Anyone who speaks English, probably knows how to pronounce the word ‘Sherry.’  In all likelihood, many of us are likely to actually know someone named Sherry, Sheri, or Cheri, or some some other spelling most likely pronounced the same way, i.e. ‘Sherry.’  Plus most speakers of English have heard the word; and, even if they haven’t tasted it, they know that it is some kind of drink that contains alcohol; although some people think it might be a cordial or liqueur, rather than a type of fortified wine.

Jerez:

The more modern name for the region.   Pronounced with the ‘J’ sounding like an open ch with the tongue rather more contacting the palette in the back of the throat.  Many English speakers will know how this is pronounced.

Xerex:

This is rather more problematic depending on whether one is using Castillian  or Standard Spanish.  The first ‘X’ might be pronounced as the ‘J’ in Jerez, or as a ‘Shh.’ the same goes for the second ‘x’ regarding ‘shh,’ at least.  The letter ‘X’ in Spanish is used mostly in proper names or archaic words, of which Xerex is rather both.  The second ‘x,’ though not the first, might be pronounced as a ‘th’ sound.  Mind you all this comes from memory, and so may be scrambled beyond reconstitution.

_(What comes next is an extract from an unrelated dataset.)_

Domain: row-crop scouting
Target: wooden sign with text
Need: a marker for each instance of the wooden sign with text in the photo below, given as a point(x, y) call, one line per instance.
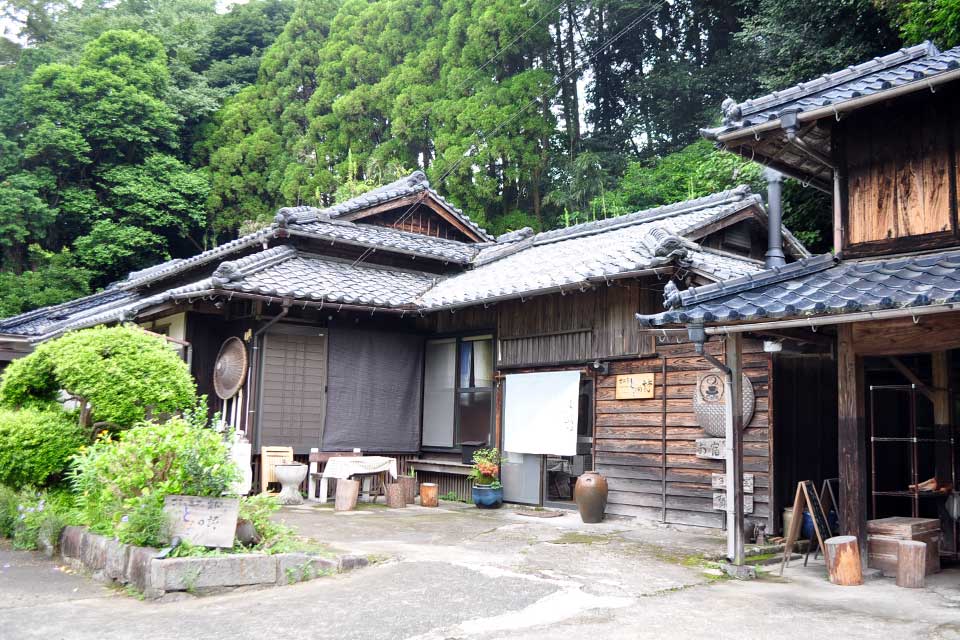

I could spend a bit of time on Bing or Google researching this, however one usually ends up on a forum wherein nobody agrees with the opinion of anyone else, nobody provides an authoritative answer, and, thanks to the quality of American public education, nobody knows the difference between those two .  Time was, one could get to the bottom of a grammatical conundrum by perusing the entries in a forum.  Sadly, over the last decade or so, that has changed.  The exercise is much more likely to waste ones time rather than provide as much as a clue to any useful information.

In any case, I think it likely that it may have been pronounced ‘Sherresh,’ or ‘Sherreth;’ the first, being the pronunciation that gave rise to the English word, spelled and pronunced ‘Sherry.’  This pronunciation is not altogether adequate for an hoary word such as ‘Xerex.’  (Mind you, I’m not even bothering with the accents here at all, and I believe both ‘e’s would have had one kind or another)

And… further trouble arises when one tries to use the word in a recitative.  Does one switch all vowels and consonants around for the pronunciation of just one word in another language, and then switch them back for the remainder of the piece?  Personally I find that approach distracting; and it has the possibility of an added detraction; that of sounding pretentious.  And again, one does not like to distract from the reading of the piece.  So I think that most reader-alouders of poetry–to use a very unpretentious term–would probably benefit from a pronunciation somewhere in the vein of  ‘Herez,’ using completely ‘English normal’ vowels and consonants.  This gets across the idea that one is reading a word, older than the word ‘Sherry,’ yet preserves  the flow of English vowels and consonants contained in the rest of the piece.

But… that’s just my opinion; I could be wrong, as Dennis Miller often postulates.